Ships of the Léopard class are 43 m long overall and 40.15 m between perpendiculars with a beam of 8.3 m and a draught of 3.21 m. The vessels have a standard displacement of 335 t and a full load displacement of 470 t. Ships of the class originally had twin SACM-Wärtsilä UD30 V16-M3 diesel engines, that were replaced by two 1200 hp Baudouin 12M-26.2 diesel engines in 2011–2012. Power is transmitted via two shafts turning two controllable pitch propellers creating 2200 shp. They have two Baudouin auxiliary diesel electric alternators of 80 kW output each.

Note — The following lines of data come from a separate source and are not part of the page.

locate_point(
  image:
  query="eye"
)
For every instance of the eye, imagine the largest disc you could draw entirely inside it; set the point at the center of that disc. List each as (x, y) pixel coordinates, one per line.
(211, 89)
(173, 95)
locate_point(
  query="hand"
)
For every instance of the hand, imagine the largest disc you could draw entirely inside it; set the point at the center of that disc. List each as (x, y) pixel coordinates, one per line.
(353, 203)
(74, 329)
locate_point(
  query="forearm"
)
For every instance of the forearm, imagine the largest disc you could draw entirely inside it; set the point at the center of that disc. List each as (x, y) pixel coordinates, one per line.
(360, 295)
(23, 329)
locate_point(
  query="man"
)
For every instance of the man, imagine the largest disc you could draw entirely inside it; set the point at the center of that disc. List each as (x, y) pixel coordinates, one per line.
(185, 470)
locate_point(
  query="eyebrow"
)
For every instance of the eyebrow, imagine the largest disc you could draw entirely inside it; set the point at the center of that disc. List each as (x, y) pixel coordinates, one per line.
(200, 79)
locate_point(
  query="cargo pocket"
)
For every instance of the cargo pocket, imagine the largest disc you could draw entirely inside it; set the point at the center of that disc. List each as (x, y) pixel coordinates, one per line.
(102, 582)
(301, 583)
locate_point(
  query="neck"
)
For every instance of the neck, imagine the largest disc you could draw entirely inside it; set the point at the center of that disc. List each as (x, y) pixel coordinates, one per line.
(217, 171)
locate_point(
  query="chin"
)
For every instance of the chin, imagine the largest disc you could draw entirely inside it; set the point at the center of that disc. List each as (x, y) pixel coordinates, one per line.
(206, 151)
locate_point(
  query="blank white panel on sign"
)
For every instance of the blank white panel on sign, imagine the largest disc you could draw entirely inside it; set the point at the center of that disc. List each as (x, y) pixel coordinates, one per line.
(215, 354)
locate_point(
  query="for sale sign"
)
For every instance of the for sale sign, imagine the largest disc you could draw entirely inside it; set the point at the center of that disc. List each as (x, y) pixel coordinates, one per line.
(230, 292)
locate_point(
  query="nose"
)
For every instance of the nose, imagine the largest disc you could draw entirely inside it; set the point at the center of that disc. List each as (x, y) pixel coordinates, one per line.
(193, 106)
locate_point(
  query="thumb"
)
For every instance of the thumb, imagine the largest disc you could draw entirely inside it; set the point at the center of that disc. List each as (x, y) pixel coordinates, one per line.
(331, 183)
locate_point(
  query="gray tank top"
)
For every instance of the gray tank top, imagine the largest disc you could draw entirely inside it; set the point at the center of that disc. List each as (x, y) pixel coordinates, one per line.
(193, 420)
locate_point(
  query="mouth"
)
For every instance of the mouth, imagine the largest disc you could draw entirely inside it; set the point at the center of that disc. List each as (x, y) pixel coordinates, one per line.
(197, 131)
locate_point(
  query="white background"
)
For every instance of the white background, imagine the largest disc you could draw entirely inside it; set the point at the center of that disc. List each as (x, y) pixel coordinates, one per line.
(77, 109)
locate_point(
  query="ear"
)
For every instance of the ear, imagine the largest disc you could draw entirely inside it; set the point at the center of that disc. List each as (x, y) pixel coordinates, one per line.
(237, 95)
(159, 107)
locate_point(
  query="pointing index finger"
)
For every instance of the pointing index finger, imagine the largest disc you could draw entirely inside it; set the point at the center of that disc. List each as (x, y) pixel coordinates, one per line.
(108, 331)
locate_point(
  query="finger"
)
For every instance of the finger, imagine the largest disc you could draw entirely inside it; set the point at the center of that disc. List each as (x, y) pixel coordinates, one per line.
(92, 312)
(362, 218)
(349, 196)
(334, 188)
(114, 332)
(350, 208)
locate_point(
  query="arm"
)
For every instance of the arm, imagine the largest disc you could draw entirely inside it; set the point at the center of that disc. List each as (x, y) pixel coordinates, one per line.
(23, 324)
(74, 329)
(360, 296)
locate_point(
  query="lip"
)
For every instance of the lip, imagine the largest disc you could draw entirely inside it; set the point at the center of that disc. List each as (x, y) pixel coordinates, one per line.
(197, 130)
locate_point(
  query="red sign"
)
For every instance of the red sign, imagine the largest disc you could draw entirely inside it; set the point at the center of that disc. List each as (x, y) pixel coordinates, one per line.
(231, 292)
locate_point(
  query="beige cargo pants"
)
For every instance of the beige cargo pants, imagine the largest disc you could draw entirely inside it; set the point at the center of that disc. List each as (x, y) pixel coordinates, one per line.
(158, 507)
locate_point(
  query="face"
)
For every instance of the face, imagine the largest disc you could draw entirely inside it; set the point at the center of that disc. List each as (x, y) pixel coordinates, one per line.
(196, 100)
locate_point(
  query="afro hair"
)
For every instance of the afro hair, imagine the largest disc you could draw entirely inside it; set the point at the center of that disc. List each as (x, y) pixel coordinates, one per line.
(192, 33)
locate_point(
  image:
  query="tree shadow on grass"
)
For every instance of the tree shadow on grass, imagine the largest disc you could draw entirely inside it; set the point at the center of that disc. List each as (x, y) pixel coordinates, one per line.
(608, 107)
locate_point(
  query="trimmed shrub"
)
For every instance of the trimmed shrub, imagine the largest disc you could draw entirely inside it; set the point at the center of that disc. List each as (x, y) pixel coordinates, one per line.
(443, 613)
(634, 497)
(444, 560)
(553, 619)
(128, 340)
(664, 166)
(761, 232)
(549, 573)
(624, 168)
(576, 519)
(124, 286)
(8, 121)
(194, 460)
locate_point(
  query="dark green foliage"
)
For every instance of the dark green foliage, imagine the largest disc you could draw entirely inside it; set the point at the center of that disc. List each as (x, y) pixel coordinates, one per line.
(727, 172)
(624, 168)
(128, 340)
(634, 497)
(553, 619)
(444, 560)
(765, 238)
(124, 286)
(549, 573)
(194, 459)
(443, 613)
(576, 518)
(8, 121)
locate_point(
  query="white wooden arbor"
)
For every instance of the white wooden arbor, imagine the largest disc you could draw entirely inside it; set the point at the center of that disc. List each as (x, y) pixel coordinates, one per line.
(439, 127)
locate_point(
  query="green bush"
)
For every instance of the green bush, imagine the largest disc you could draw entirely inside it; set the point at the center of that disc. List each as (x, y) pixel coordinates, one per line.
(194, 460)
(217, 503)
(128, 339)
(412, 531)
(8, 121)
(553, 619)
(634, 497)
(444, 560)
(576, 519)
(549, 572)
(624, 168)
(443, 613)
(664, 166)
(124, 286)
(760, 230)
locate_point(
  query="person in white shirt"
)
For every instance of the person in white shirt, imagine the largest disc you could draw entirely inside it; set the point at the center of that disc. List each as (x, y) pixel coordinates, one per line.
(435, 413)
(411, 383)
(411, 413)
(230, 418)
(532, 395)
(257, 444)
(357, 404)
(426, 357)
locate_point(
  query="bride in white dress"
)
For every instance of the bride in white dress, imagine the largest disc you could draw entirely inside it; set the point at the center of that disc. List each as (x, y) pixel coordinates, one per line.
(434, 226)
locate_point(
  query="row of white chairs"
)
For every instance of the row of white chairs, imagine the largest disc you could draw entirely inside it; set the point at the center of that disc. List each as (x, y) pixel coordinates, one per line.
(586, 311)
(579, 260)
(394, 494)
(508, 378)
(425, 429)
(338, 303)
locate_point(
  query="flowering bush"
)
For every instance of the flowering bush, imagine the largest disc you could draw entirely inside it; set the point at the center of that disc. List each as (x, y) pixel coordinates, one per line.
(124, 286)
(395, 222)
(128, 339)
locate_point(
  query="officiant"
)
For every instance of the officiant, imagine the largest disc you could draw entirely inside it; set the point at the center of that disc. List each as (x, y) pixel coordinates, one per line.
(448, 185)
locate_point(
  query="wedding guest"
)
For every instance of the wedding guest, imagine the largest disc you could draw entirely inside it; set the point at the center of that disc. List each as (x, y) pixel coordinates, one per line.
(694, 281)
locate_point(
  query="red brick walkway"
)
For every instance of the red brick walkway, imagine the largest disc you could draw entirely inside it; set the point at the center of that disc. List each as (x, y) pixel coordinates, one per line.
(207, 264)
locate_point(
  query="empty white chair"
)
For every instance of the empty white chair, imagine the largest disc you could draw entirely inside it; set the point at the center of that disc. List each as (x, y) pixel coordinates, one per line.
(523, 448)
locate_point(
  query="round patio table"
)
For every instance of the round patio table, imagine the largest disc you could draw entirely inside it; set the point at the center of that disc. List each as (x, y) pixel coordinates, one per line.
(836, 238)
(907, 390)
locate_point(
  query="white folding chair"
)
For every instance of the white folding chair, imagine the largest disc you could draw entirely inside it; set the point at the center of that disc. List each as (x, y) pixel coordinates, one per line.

The electronic equipment includes DRBN 32 navigational radar. This replaced the DRBN 38A radar in 2011–2012. The vessels initially mounted two single Oerlikon 20 mm anti-aircraft guns but these were removed and replaced with two 12.7 mm machine guns in 2003. The ships of this class each have a crew composed of 1 officer, 10 sailors, and 4 quartermasters; plus 1 or 2 officers, 2 instructors, and 18 students. Each vessel has two bridges superimposed at the front of the superstructure of which one is used for training.

==Ships in class==

Léopard class construction data
| Number | Ship | Builder | Laid down | Launched | Commissioned | Status |
| A 748 | Léopard | SICNAV, Saint-Malo | 6 April 1981 | 4 June 1981 | 4 December 1982 | In service |
| A 749 | Panthère | 9 June 1981 | 3 September 1981 | 4 December 1982 | In service |
| A 750 | Jaguar | 27 September 1981 | 29 October 1981 | 18 December 1982 | In service |
| A 751 | Lynx | La Ferrière, Lorient | 23 July 1981 | 22 February 1982 | 18 December 1982 | In service |
| A 752 | Guépard | SICNAV, Saint-Malo | 11 October 1982 | 21 December 1982 | 1 July 1983 | In service |
| A 753 | Chacal | SFCN, Villeneuve-la-Garenne | 11 October 1982 | 11 February 1983 | 10 September 1983 | In service |
| A 754 | Tigre | La Ferrière, Lorient | 16 April 1982 | 8 October 1982 | 1 July 1983 | In service |
| A 755 | Lion | 27 February 1982 | 13 December 1982 | 10 September 1983 | In service |

==Construction and operations==
The first four ships were authorised in 1980 and the remaining four in 1981. All eight ships were stationed at Brest with the first ship entering service in 1982. The class replaced the and s for training purposes. All eight ships were initially assigned to the 20th division school, which was formed on 20 January 1983 in Brest, and dissolved on 13 July 1993. Since the division's dissolution, each vessel reports directly to the admiral commanding the École navale (Naval Academy). During periods of one to three weeks at sea, students become familiar with the basic functions of chief officer on watch, running lines in navigation groups or solo, life on board, and teamwork. School ship duty is usually at the end of the school year, during June. Additionally the vessels can be used as anti-pollution and as regular patrol ships.